In the professional game, writers, sportswriters, fittingly keep the Book. At other levels, it’s whoever you can get to do it. The reason it’s hard to find keepers of the Book is because it’s hard to keep. It is a hieroglyph of black splotches (runs), numbers, letters, combinations of numbers and letters. 
It is easy to screw up the Book, especially when the ball is winging around the field seemingly unwilled. I love it when the radio announcer says something like, “For those of you keeping score at home, that rundown went 3-6-3-4-2-6.” It’s hard to fit all those numbers in that little box (and, by the way, who are these people keeping score at home?).
When I was coaching high school baseball I once read in the morning newspaper that my team had been no-hit the day before. That was news to me: I could have sworn we had some hits, so I went to the Book, our scorebook, and sure enough, we had three hits. Clearly, their Book-keeping authority (probably the coach) had a different view of some hard ground balls off gloves.
There are, of course, regular books about baseball, written-down books, and baseball lit does have its canon. Classics include Lawrence Ritter’s “The Glory of their Times,” “The Boys of Summer” by Roger Kahn, and “Only the Ball was White” by Robert Peterson. My favorite in the non-fiction category is “Baseball’s Great Experiment, Jackie Robinson and his Legacy,” by Jules Tygiel, the best combination I know of baseball scholarship and narrative appeal.
On the fiction side, most readers anoint Bernard Malamud’s “The Natural” as the Book, with W.P. Kinsalla’s “Shoeless Joe” and “The Southpaw” by Mark Harris close behind.

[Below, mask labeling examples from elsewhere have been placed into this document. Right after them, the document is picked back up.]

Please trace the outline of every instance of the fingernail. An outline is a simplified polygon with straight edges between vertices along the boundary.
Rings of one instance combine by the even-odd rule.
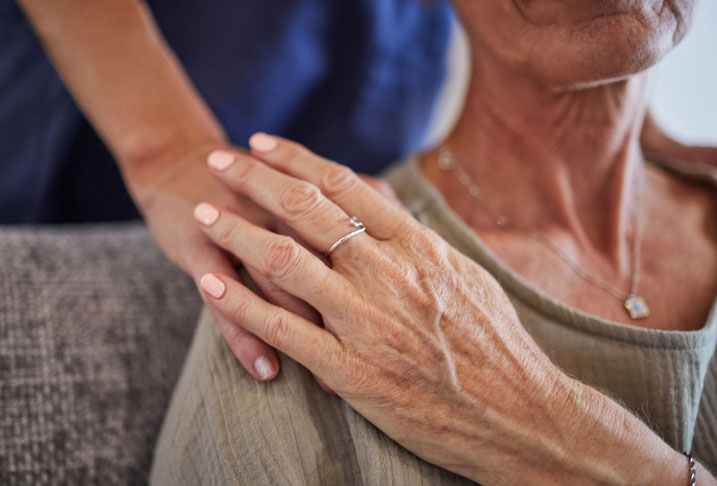
[[[249,146],[259,152],[269,152],[274,150],[279,143],[272,136],[266,133],[255,133],[249,139]]]
[[[264,380],[268,380],[274,376],[274,365],[271,364],[271,361],[266,356],[259,356],[256,361],[254,361],[254,369]]]
[[[216,170],[224,170],[234,163],[236,157],[231,152],[226,150],[215,150],[209,157],[207,157],[207,164],[209,167]]]
[[[215,299],[221,299],[226,290],[224,282],[219,280],[217,277],[208,273],[199,280],[199,285],[204,289],[206,293],[214,297]]]
[[[194,208],[194,218],[204,226],[211,226],[219,218],[219,210],[209,203],[200,203]]]

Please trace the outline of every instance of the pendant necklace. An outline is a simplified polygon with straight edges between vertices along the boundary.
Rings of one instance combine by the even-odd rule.
[[[458,179],[458,182],[468,191],[468,194],[478,201],[486,210],[490,218],[501,228],[510,228],[527,234],[531,238],[541,242],[550,249],[558,258],[580,278],[589,284],[609,293],[616,299],[620,300],[631,319],[643,319],[650,315],[650,308],[647,306],[645,299],[637,294],[640,286],[640,260],[642,252],[642,225],[639,224],[638,212],[634,212],[633,224],[635,228],[635,236],[632,244],[632,277],[630,283],[630,292],[625,293],[616,288],[609,282],[592,275],[588,270],[580,266],[575,259],[565,253],[553,240],[548,238],[543,232],[523,228],[511,223],[500,211],[493,207],[482,195],[480,187],[468,172],[458,164],[456,156],[447,148],[441,148],[438,154],[438,167],[442,170],[452,172]],[[638,198],[641,195],[643,184],[640,184],[638,190]]]

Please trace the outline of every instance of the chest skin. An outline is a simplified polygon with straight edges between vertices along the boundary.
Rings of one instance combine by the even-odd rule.
[[[643,194],[643,244],[638,294],[650,307],[633,320],[623,302],[586,282],[543,243],[525,234],[488,229],[470,198],[441,188],[449,205],[507,265],[531,285],[570,307],[628,325],[696,330],[706,323],[717,295],[717,191],[649,167]],[[466,215],[466,216],[464,216]],[[561,248],[567,235],[551,234]],[[561,241],[562,240],[562,241]],[[574,249],[574,248],[573,248]],[[626,292],[631,272],[589,249],[571,251],[592,275]]]

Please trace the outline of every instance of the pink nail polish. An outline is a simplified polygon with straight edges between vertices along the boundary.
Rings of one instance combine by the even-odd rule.
[[[207,164],[212,169],[224,170],[234,163],[236,157],[226,150],[215,150],[207,157]]]
[[[209,203],[200,203],[194,208],[194,219],[204,226],[211,226],[219,219],[219,210]]]
[[[274,376],[274,365],[271,364],[271,360],[266,356],[259,356],[256,361],[254,361],[254,369],[264,380],[268,380]]]
[[[199,285],[204,289],[206,293],[214,297],[215,299],[221,299],[224,296],[226,285],[224,282],[219,280],[217,277],[208,273],[199,280]]]
[[[266,133],[255,133],[249,139],[249,146],[259,152],[269,152],[274,150],[279,143],[276,139]]]

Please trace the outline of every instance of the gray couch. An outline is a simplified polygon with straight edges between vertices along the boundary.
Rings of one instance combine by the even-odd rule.
[[[200,306],[139,224],[0,227],[0,484],[145,484]]]

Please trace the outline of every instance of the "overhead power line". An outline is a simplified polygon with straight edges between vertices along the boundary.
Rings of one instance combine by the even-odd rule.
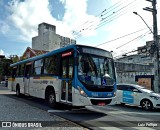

My favorites are more esoteric: I love Jerome Charyn’s “The Seventh Babe,” Nancy Willard’s “Things Invisible to See,” and Darryl Brock’s “Havana Heat.”
For those of us who love books, baseball will always be the national pastime. 
So… keep the Book, read the Book, learn the Book, follow the Book — but not slavishly: sometimes we all need to defy the Book just to make life more interesting.